The non-homologous proteins were characterized to determine presence and location of signal peptide, cellular localization, and functionality, by using several bioinformatic tools to improve the predictive analysis. Biological function and gene ontology was predicted using EggNOG 5.0 (http://eggnog5.embl.de/#/app/home) [18]. Subcellular localizations were inferred with Cello [19] (http://cello.life.nctu.edu.tw/cello2go/) and Psort-B 3.0 [20] (https://www.psort.org/psortb/). Signal peptides were detected with PrediSi [21] (http://www.predisi.de/), SignalP 5.0 [22] (http://www.cbs.dtu.dk/services/SignalP/) and Phobius [23, 24] (https://phobius.sbc.su.se/) predictors.

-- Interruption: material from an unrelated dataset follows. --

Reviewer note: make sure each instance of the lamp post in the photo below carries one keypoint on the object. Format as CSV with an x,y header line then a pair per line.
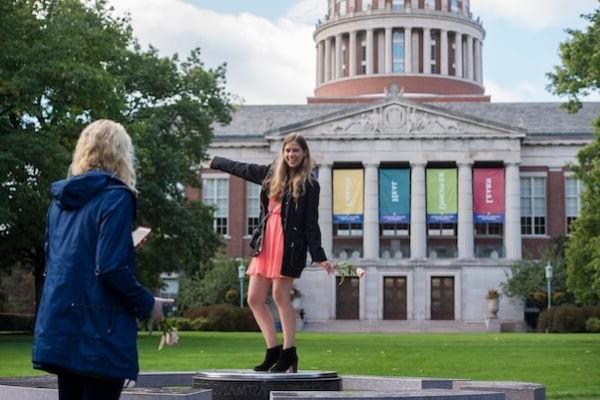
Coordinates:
x,y
549,273
241,276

Identification of linear B-cell epitopes in non-homologous proteins

The location of linear epitopes was predicted, and six web servers were used to improve the accuracy of the prediction: SVMTrip (http://sysbio.unl.edu/SVMTriP/prediction.php) [25], LBTope (http://webs.iiitd.edu.in/raghava/lbtope/protein.php) [26], BepiPRED2 (http://www.cbs.dtu.dk/services/BepiPred/) [27], BCePRED (http://crdd.osdd.net/raghava/bcepred), [28], BCPREDS (http://ailab-projects1.ist.psu.edu:8080/bcpred/predict.html) [29], and ABCPred (http://crdd.osdd.net/raghava/abcpred/) [30]. Epitope scores obtained by every predictor per amino acid or peptide were normalized (scaled between 0 and 100) and epiptopic profiles were generated with R library ggplot2.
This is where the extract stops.